Human resources professionals’ eyes sometimes start to glaze over when the discussion turns to technical definitions of overtime calculations. However, the meaning of the term “regular rate” under the Fair Labor Standards Act is crucial to understanding how nonexempt employees must be paid for hours worked over 40 in any given workweek. On March 29, DOL’s Wage and Hour Division proposed the first updates to the regular rate definition in more than 50 years. The rules are intended to clarify the definition and bring it in line with modern compensation practices.
The regular rate is the hourly rate upon which time and-one half overtime is based. The term includes not just the employee’s hourly wage but other types of compensation. Including or excluding forms of compensation from the regular rate can make a tremendous difference in terms of the amount of overtime pay owed. If finalized, these changes would give employers a greater degree of confidence that their pay practices conform with FLSA requirements.
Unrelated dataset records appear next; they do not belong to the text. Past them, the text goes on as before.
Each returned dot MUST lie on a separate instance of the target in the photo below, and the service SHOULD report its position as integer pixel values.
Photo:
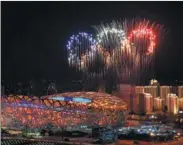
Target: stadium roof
(95, 99)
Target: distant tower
(51, 89)
(2, 90)
(180, 91)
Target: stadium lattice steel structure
(62, 110)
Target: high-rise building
(172, 103)
(124, 91)
(153, 90)
(164, 91)
(180, 91)
(158, 104)
(139, 89)
(145, 103)
(174, 90)
(180, 103)
(2, 90)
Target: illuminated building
(180, 91)
(134, 98)
(62, 110)
(172, 103)
(139, 89)
(180, 103)
(153, 90)
(164, 91)
(145, 103)
(2, 90)
(158, 102)
(154, 82)
(125, 92)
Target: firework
(124, 50)
(78, 46)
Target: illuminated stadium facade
(62, 110)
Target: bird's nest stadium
(62, 110)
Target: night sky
(34, 35)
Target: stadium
(63, 110)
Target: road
(87, 141)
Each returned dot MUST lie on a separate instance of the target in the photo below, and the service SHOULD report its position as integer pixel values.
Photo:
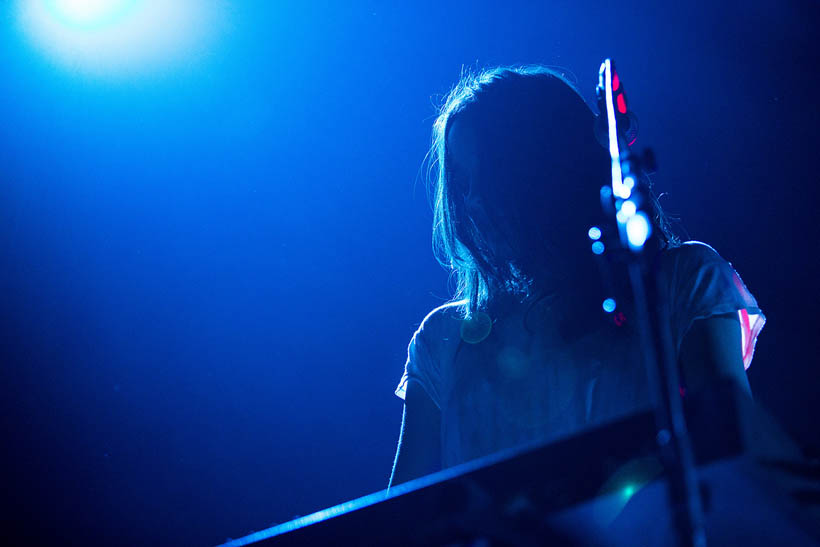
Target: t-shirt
(542, 369)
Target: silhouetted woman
(523, 352)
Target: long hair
(507, 220)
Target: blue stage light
(119, 37)
(90, 14)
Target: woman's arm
(419, 450)
(711, 351)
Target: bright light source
(119, 37)
(594, 233)
(89, 13)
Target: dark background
(209, 277)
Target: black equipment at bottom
(604, 486)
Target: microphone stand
(625, 199)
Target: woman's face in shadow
(530, 188)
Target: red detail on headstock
(621, 103)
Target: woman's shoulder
(689, 255)
(445, 317)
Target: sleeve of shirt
(704, 285)
(426, 352)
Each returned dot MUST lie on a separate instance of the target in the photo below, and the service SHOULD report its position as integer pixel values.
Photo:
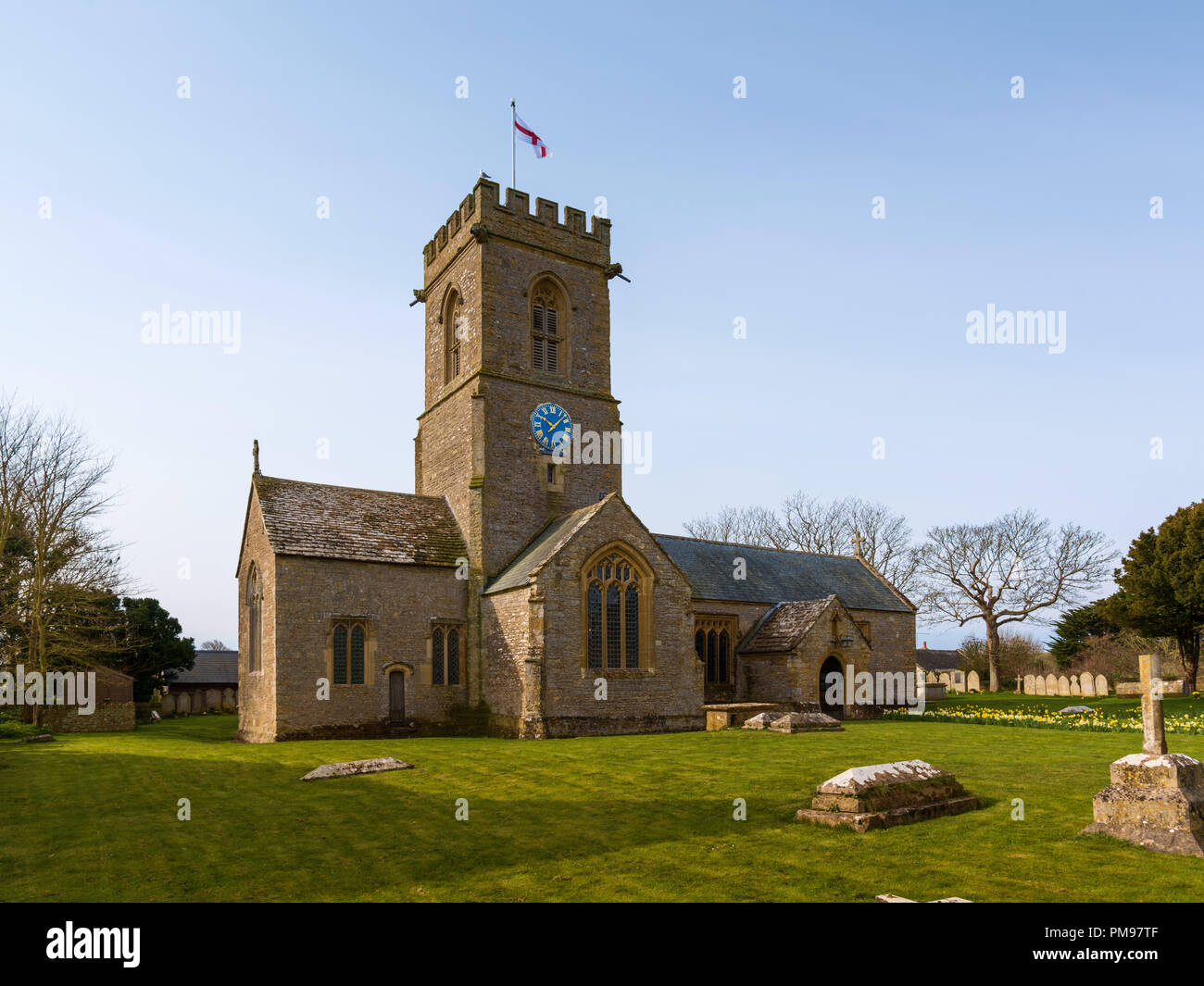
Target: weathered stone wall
(398, 602)
(257, 690)
(108, 718)
(506, 619)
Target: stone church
(516, 592)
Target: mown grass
(94, 818)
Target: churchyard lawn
(94, 818)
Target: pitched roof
(209, 668)
(773, 576)
(542, 547)
(362, 525)
(938, 660)
(784, 625)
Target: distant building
(211, 684)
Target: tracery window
(349, 642)
(614, 600)
(713, 641)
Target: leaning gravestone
(357, 767)
(886, 794)
(1156, 800)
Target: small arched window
(614, 596)
(254, 619)
(546, 328)
(348, 643)
(454, 332)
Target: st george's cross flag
(528, 135)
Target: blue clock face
(550, 425)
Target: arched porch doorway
(834, 709)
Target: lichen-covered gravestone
(1156, 800)
(886, 794)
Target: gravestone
(886, 794)
(1156, 798)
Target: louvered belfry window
(546, 330)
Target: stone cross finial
(1152, 733)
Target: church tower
(518, 337)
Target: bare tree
(58, 572)
(826, 528)
(1008, 571)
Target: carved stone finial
(858, 541)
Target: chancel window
(546, 335)
(614, 601)
(349, 641)
(713, 641)
(254, 619)
(445, 654)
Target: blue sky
(722, 208)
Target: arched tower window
(617, 596)
(454, 332)
(546, 332)
(254, 619)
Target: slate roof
(773, 576)
(938, 660)
(543, 547)
(362, 525)
(784, 625)
(212, 668)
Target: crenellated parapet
(483, 215)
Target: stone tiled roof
(784, 626)
(209, 668)
(938, 660)
(545, 545)
(361, 525)
(773, 576)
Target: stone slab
(352, 767)
(865, 821)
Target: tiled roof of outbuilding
(362, 525)
(773, 576)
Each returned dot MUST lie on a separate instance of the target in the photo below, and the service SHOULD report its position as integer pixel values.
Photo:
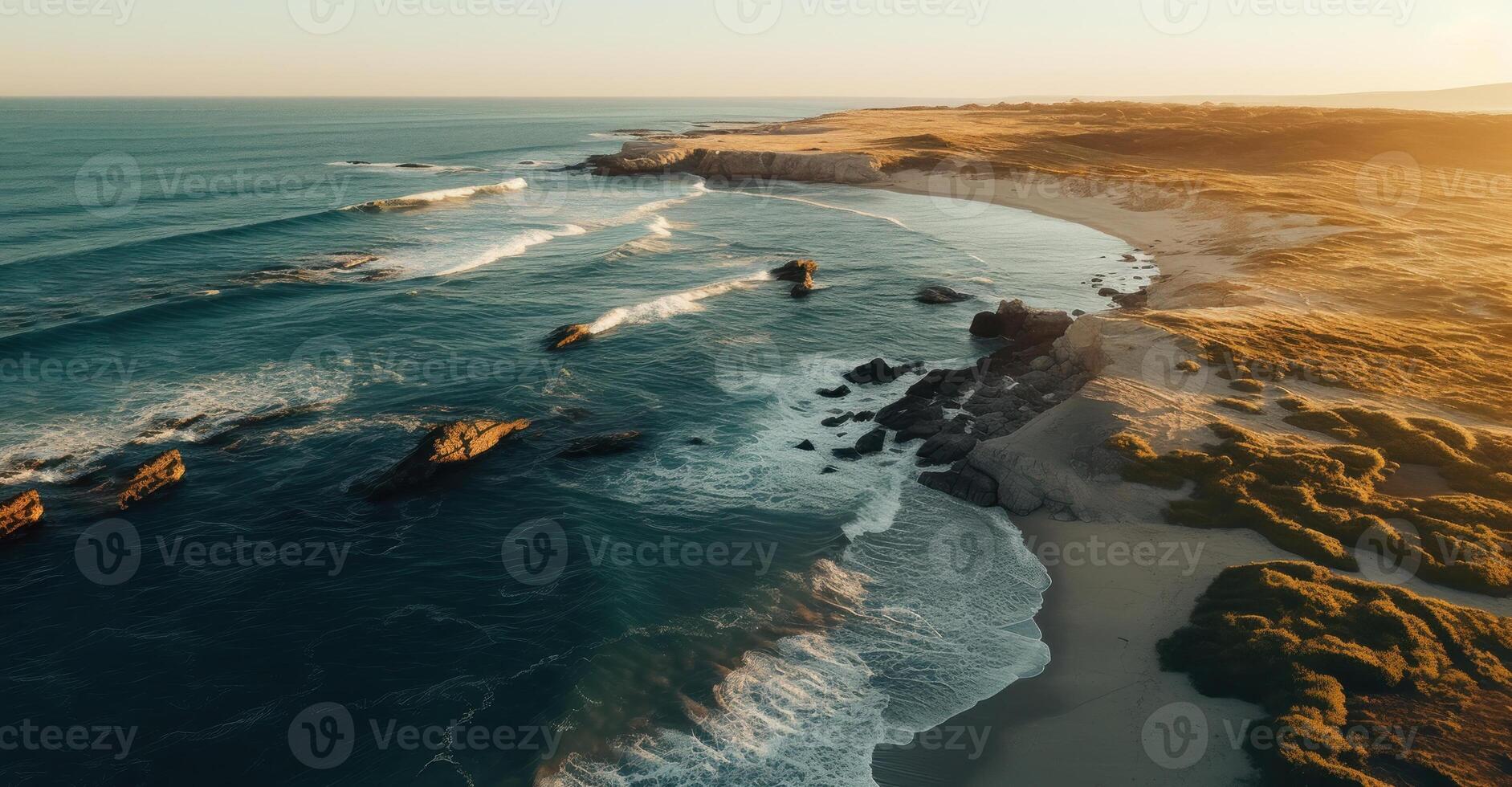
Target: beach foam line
(445, 196)
(815, 203)
(670, 306)
(513, 247)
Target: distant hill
(1477, 99)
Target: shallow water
(212, 275)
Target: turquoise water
(177, 277)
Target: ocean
(263, 287)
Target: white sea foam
(516, 246)
(943, 598)
(445, 196)
(673, 304)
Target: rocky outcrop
(638, 157)
(569, 335)
(801, 273)
(601, 446)
(164, 471)
(878, 371)
(986, 326)
(20, 512)
(445, 447)
(938, 296)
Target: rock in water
(446, 446)
(20, 512)
(873, 442)
(986, 326)
(602, 446)
(1032, 328)
(796, 271)
(569, 335)
(153, 477)
(941, 296)
(880, 371)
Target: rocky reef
(448, 446)
(20, 512)
(162, 472)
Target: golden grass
(1364, 684)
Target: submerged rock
(602, 446)
(873, 442)
(20, 512)
(986, 326)
(446, 446)
(164, 471)
(878, 373)
(569, 335)
(941, 296)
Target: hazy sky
(971, 49)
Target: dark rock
(1030, 328)
(164, 471)
(873, 442)
(878, 373)
(568, 335)
(986, 326)
(448, 446)
(20, 512)
(1133, 300)
(941, 296)
(602, 446)
(945, 448)
(964, 482)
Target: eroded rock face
(569, 335)
(1032, 328)
(602, 446)
(164, 471)
(941, 296)
(880, 373)
(20, 512)
(446, 446)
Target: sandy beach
(1282, 236)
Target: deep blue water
(179, 262)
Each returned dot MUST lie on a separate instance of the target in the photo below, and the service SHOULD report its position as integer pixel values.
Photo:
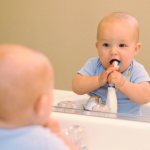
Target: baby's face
(117, 40)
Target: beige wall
(65, 30)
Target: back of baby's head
(24, 76)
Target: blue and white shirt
(135, 73)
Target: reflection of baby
(117, 38)
(26, 83)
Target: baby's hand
(116, 78)
(103, 78)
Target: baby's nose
(114, 51)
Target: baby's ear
(41, 106)
(137, 48)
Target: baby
(26, 95)
(117, 39)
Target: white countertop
(105, 133)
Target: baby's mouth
(115, 62)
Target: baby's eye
(122, 45)
(105, 45)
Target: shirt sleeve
(139, 74)
(89, 67)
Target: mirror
(66, 31)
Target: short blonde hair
(122, 16)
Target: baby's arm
(139, 92)
(85, 84)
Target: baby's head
(118, 38)
(26, 83)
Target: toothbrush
(111, 101)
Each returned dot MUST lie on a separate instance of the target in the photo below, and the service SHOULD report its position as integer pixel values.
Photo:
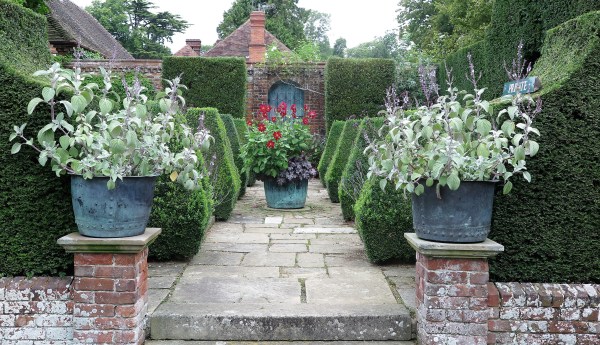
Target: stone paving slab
(269, 275)
(194, 289)
(184, 342)
(280, 322)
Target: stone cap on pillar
(485, 249)
(76, 243)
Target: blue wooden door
(290, 94)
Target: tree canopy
(284, 19)
(440, 27)
(142, 32)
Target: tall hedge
(514, 21)
(549, 228)
(356, 87)
(226, 179)
(355, 171)
(234, 140)
(183, 216)
(242, 128)
(36, 205)
(340, 158)
(212, 82)
(332, 139)
(382, 218)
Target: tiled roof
(238, 43)
(69, 22)
(186, 51)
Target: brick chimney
(258, 46)
(195, 44)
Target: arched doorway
(289, 93)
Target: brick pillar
(258, 46)
(452, 291)
(110, 287)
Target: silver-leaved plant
(459, 137)
(93, 133)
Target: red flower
(282, 109)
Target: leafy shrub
(234, 140)
(117, 83)
(356, 87)
(355, 171)
(382, 218)
(514, 21)
(549, 228)
(225, 177)
(36, 206)
(340, 158)
(240, 125)
(212, 82)
(183, 216)
(332, 139)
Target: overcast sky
(356, 21)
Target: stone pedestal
(452, 291)
(110, 287)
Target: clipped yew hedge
(355, 171)
(234, 140)
(340, 158)
(356, 87)
(549, 227)
(36, 205)
(212, 82)
(330, 146)
(183, 216)
(242, 128)
(225, 178)
(382, 218)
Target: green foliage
(339, 47)
(225, 177)
(549, 228)
(183, 216)
(355, 171)
(332, 139)
(284, 19)
(440, 27)
(36, 207)
(382, 218)
(242, 128)
(272, 144)
(514, 21)
(141, 31)
(23, 38)
(234, 140)
(117, 83)
(212, 82)
(340, 158)
(356, 87)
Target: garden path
(281, 275)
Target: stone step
(275, 322)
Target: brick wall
(309, 77)
(36, 311)
(525, 313)
(151, 69)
Much of the new proposal explains which fringe benefits will and will not be included in the regular rate. The rule would allow employers to exclude from the rate things like (a) wellness program perks like gym memberships, (b) payments for accrued but unused paid time off amounts, (c) reimbursed expenses, including travel expenses that comply with federal limits on reimbursements, (d) certain benefit plans such as legal services, and (e) tuition reimbursement and student loan paydown policies, which have become popular benefits in recent years.
Discretionary bonuses are already excluded from the regular rate calculation. The new regulations would better distinguish between discretionary and incentive bonuses, providing examples of both categories. Finally, the proposal would clarify that payments for certain non-working time such as meal breaks can be excluded from the regular rate calculation. DOL is accepting comments on the proposed regulations through May 28.